Au début du mois de février 2022, le Mémorial de la Shoah proposait un très beau film-documentaire réalisé par Henry Colomer susceptible d’ouvrir des perspectives intéressantes pour tout enseignant travaillant avec ses élèves sur la problématique mémorielle.

Le point de départ de la réflexion vient au réalisateur après avoir pris connaissance du destin tragique d’un jeune malien de 15 ans retrouvé noyé, son carnet scolaire cousu sur ses vêtements, comme un talisman auquel il se raccrochait. Ce détail, émouvant, lui donne envie de déplier le certificat d’études primaires de son père délivré en 1941. Que disent ces talismans que chacun conserve ?  Huit intervenants viennent raconter leur histoire.

Henry Colomer

Six personnes ont été invitées par Henry Colomer pour raconter « leurs » talismans : la psychanalyste Françoise Davoine ouvre, suivie d’Arlette Farge, historienne, spécialiste du dix-huitième siècle, et de Batia Baum qui enseigne et traduit le yiddish. Puis viennent Jacques Fraenkel, exécuteur littéraire de Robert Desnos, la traductrice Sophie Benech et enfin, Llibert Tarrago, écrivain et traducteur depuis le catalan, fils Joan Tarragó, « le bibliothécaire de Mauthausen » qui parvient à sauver dans l’univers concentrationnaire environ 200 ouvrages qui ont permis durant quelques instants aux déportés de s’échapper mentalement de l’Enfer dans lequel ils avaient été précipités. Entre chaque témoignage, Henry Colomer interroge de son côté la mémoire de son père et de sa mère à travers des photos et des témoignages qu’il a conservé au fil du temps.

 

Capture d’écran

 

Chaque récit se présente comme un pont jeté entre les périodes et les tragédies, celles allant des ravages de la Guerre de Trente ans via les toiles de Fabritius, aux charniers de l’ex-Yougoslavie, de la Seconde Guerre mondiale passant du maquis aux ghettos avec le recueil de chansons françaises d’Henri Davenson présenté par Françoise Davoine et l’évocation de la langue interdite, du silence évoqué dans les berceuses et l’absence de parole de celui qui est revenu des camps pour Batia Baum.

Dans ces divers contextes, le livre révèle au fur et à mesure sa dimension salvatrice, que ce soit le papier qui sert à soigner, évoqué par Larrey, chirurgien de la Grande Armée napoléonienne à celui qui est brûlé pour ne pas mourir de froid durant la guerre.
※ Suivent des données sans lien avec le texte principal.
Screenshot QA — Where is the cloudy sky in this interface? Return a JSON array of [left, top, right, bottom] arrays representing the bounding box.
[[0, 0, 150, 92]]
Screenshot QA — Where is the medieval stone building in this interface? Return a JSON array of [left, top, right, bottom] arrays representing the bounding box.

L’importance de la poésie revient comme un élément récurrent dans plusieurs témoignages dont celui de Jean Samuel, « Piccolo », qui racontait au réalisateur en 1990 comment Primo Levi lui avait appris l’italien à partir de vers de l’Enfer de Dante.

Ce film interroge la mémoire et l’histoire de chacun mais aussi le travail de l’historien(ne) comme le montre la participation d’Arlette Farge, qui partage avec nous son « goût de l’archive » au travers des manuscrits sous forme de petits billets retrouvés dans les poches ou cousus sur les vêtements d’individus retrouvés noyés, traces infimes en général indéchiffrables et gardant leur mystère pour l’historien(ne) tout en traduisant un espoir personnel, car c’est bien aussi l’espoir qui accompagne chacun des récits choisis par Henry Colomer.

Capture d’écran

 

Ce film poignant à bien des égards, permet de mettre en relief « des petits riens qui valent pour le tout » et amène le spectateur à s’interroger sur sa propre histoire. En noir et blanc, il se distingue par sa sobriété et l’émotion palpable qui se dégage grâce à une écriture maîtrisée et soignée, celle du réalisateur.

Henry Colomer a reçu le prix Georges Duby du documentaire historique en 2022 lors des derniers rendez-vous de l’histoire de Blois.

À ces titres divers, il saura trouver sa place dans les projets pédagogiques alliant les thématiques liées à  l’histoire et au français.